Almaidatul Istibsyarah. Beliau adalah pendiri FLP Jember, sekaligus sosok yang “menjerumuskan”
saya menjadi ketua FLP Jember, menggantikan beliau. Hehe.
![]() |
dari kiri ke kanan: Chairi, Rafif, Alma, Betty, Nur |
Jujur, saya
harus mengaku, saat itu saya masih unyu-unyu. Entah mengapa saya tak bisa menolak
permintaan tulus beliau meski secara halus. “Mau ya jadi ketua? Gak ada lagi,
Dek…,” kata beliau saat itu. Dan setelahnya, srikandi FLP Jember lainnya ikut
membujuk saya agar menerima amanah tersebut, padahal saya baru hitungan minggu
bergabung dengan FLP Jember. Masih semester dua, masih lugu.
“Saya mau
nulis lagi, saya mau gabung FLP lagi,” kata Mbak Aisy yang tentu saja bagi saya
adalah sepaket kabar bahagia. Bagaimana tidak, sudah lama saya mencari info
tentang beliau. Saya coba kirim inbox ke FB-nya tapi sepertinya tidak aktif,
nomor kontaknya pun sudah tidak punya. Alhamdulillah, pasukan FLP Gresik akan
bertambah lagi. Mungkin ini sebagai ganti karena Chairi sudah merelakan Nur diakuisisi
oleh FLP Wilayah. Hehe.
Sungguh
hujan benar-benar membawa berkah. Saya berkesempatan bertemu dua sesepuh FLP. Mereka
yang merintis dakwah bil qalam ini dari awal. Allah mentakdirkan pertemuan ini
dengan caraNya, dengan skenario terbaikNya.
Sayang obrolan
kami tak bisa panjang. Ustadzah Betty dan Mbak Aisy (ngomong-ngomong sekarang
beliau dipanggil “Ustadzah Alma”) ada amanah yang harus dikerjakan.
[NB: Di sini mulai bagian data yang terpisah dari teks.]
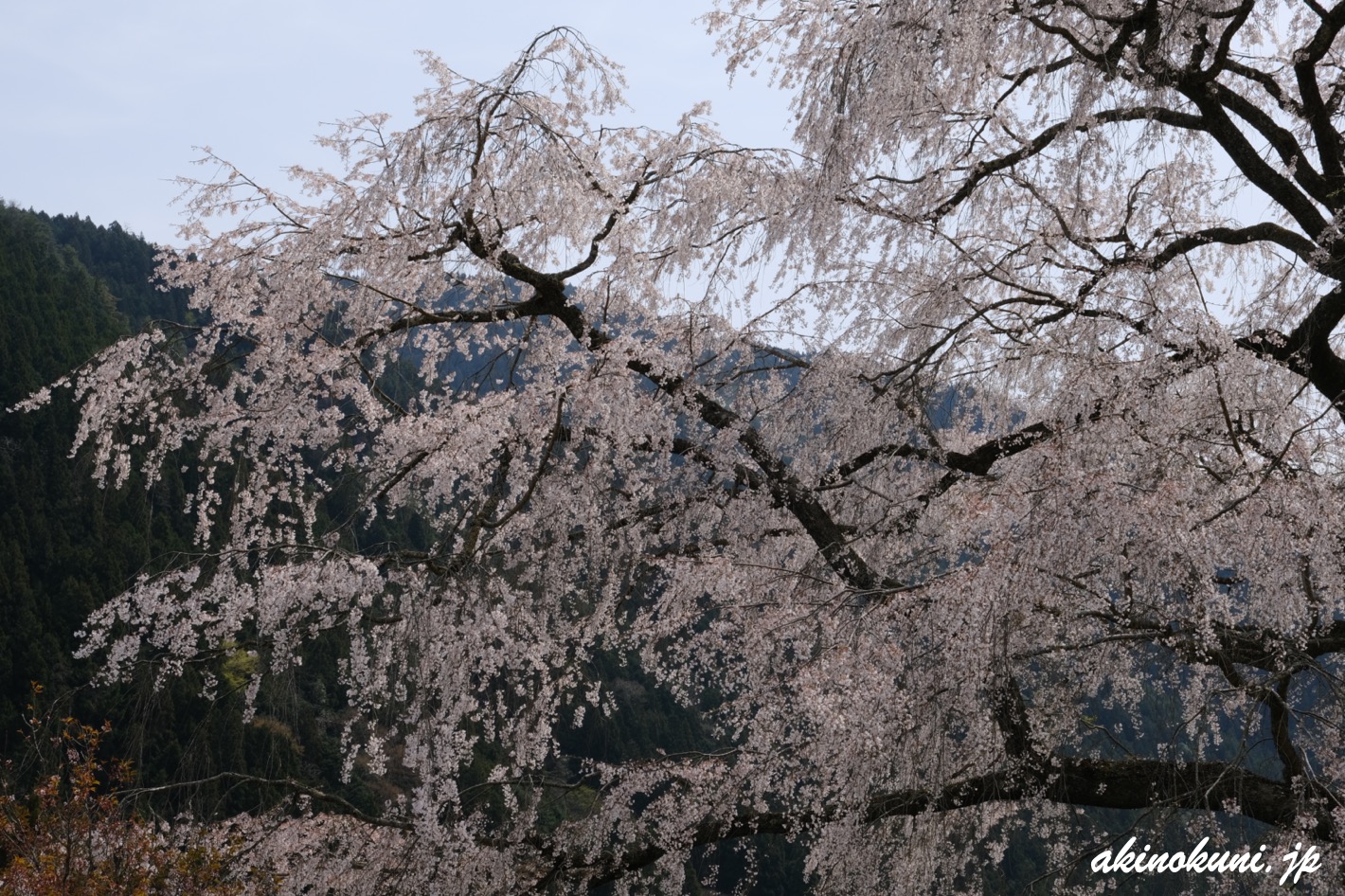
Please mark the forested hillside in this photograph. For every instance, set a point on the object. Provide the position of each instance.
(67, 290)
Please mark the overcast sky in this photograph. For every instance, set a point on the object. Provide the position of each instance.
(102, 102)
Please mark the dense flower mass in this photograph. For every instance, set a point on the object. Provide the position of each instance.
(974, 466)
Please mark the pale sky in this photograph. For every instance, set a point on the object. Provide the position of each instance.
(102, 102)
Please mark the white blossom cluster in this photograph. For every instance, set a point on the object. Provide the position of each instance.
(1024, 431)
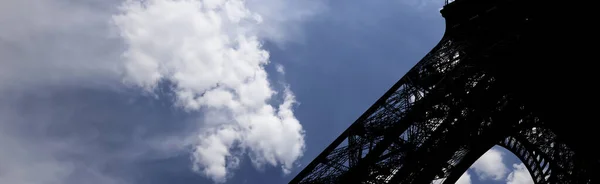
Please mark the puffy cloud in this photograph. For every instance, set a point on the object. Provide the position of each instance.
(464, 179)
(211, 52)
(520, 175)
(490, 165)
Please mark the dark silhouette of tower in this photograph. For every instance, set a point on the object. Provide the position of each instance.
(513, 73)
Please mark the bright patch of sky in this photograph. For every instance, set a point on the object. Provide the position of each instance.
(198, 91)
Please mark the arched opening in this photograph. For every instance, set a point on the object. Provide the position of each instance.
(498, 165)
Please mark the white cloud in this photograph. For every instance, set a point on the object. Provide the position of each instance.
(464, 179)
(280, 68)
(212, 52)
(490, 165)
(520, 175)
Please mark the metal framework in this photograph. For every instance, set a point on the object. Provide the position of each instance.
(460, 100)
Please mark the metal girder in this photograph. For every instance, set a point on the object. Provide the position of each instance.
(450, 108)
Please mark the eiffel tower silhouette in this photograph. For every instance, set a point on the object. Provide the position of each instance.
(512, 73)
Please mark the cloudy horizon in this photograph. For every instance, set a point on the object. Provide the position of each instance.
(199, 91)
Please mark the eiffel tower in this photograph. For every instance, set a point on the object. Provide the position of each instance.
(510, 73)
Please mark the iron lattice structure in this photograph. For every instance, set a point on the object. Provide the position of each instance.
(484, 84)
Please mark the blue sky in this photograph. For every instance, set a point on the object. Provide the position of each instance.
(226, 91)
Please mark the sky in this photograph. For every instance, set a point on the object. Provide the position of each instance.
(200, 91)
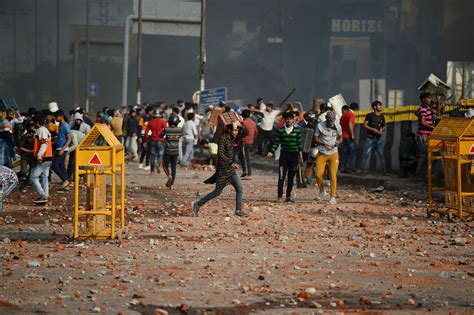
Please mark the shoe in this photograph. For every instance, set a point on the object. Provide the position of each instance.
(168, 183)
(66, 184)
(195, 207)
(240, 213)
(40, 200)
(321, 196)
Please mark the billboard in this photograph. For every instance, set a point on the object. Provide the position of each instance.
(177, 9)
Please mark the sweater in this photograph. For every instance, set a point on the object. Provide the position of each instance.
(290, 142)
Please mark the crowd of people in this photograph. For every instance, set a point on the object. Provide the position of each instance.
(162, 136)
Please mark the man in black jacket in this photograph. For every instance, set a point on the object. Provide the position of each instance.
(225, 171)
Saya, Nur,
dan Chairi melanjutkan agenda turba di Adventure
Caffe tak jauh dari SDIT, masih seputar area Gresik Kota Baru (GKB).
Mbak retno juga
menyusul datang, dan Mbak Ayu, salah seorang pengurus FLP Gresik yang begitu
bersemangat hadir sambil membawa bayinya. Jadi dalam turba kali ini, ada tiga
pengurus wilayah yang hadir dan dua pengurus cabang.
![]() |
dari kiri ke kanan: Chairi, Rafif, Retno, Nur, Ayu |
Hanya saja
di situlah permasalahannya. Naskah buku antologi yang sudah masuk ke penerbitan
indie sampai sekarang belum ada kejelasan nasibnya. Padahal sebagian buku yang
dipesan sudah ditunggu oleh pihak perpusda. Dana untuk penerbitan tidak akan
cair jika buku belum jadi. Demikian pula dengan calon anggota baru, penulis
buku antologi itu. Mereka sudah menunggu lama, tak sabar membaca karya pertama.
Karena tak
ada kepastian tentang naskah itulah, Chairi sebagai ketua merasa kesulitan
untuk mengumpulkan teman-teman calon anggota. Jika dibiarkan, ini menyebabkan
kevakuman. Maka kami beri solusi agar naskah dicetak di tempat lain. Pertama,
target selesaikan desain cover dulu dalam waktu singkat. Nah, cover buku itu
yang nanti akan ditunjukkan pada calon anggota. Dengan itu, mereka setidaknya
senang karena sudah ada perkembangan terkait proses penerbitan. Lalu buka
pre-order, bayar sebelum cetak. Lalu cetak sesuai pesanan. Sembari itu,
pertemuan-pertemuan kecil mulai digelar.
Saya mendengar
kabar baik juga dari Chairi, bahwa FLP Gresik sudah mulai bekerjasama dengan
SMPIT Al-Ibrah untuk mengadakan kelas menulis rutin. Tentu ini sebuah progress
yang patut diapresiasi. Ke depan, diimbangi juga dengan pendanaan yang mumpuni.
Bekerjasama dengan perusahaan-perusahaan besar, membangun jaringan dengan
personal maupun instansi yang cukup dikenal.
Selain
mendengar dan memberi solusi atas permasalahan yang dialami cabang, kehadiran
wilayah dalam turba juga dalam rangka menyosialisasikan program-programa FLP
Wilayah. Salah satunya adalah program andalan divisi bisnis, dengan menawarkan
cabang mengadakan pelatihan kepenulisan. Divisi bisnis siap meng-organize, sementara keuntungannya nanti
bagi hasil wilayah dan cabang.
Turba berlangsung
lancar dan menyenangkan. Apalagi dengan suguhan menu spesial dari Adventure
Caffe di Jl. Kalimantan GKB. Ada roti bakar coklat eskrim dan segelas squash
lemon. Saking asyiknya, tak terasa jam sudah menunjuk angka lima. Kami bersiap
pulang, Mbak Retno ke Benowo, saya ke Sidoarjo, dengan motor masing-masing.
Langit kota
Gresik berangsur cerah. Warna jingga perlahan merekah.
Sidoarjo, 7
Februari 2018
#miladflp21
#kisahinspiratifFLP
#miladflp21
#kisahinspiratifFLP
1 Response to "Turba Kedua ke FLP Gresik; Bertemu Para Sesepuh"
Pertemuan yang tidak diduga-duga ya, Be. Silaturahim yang membawa berkah, Insya Allah. Aamiin.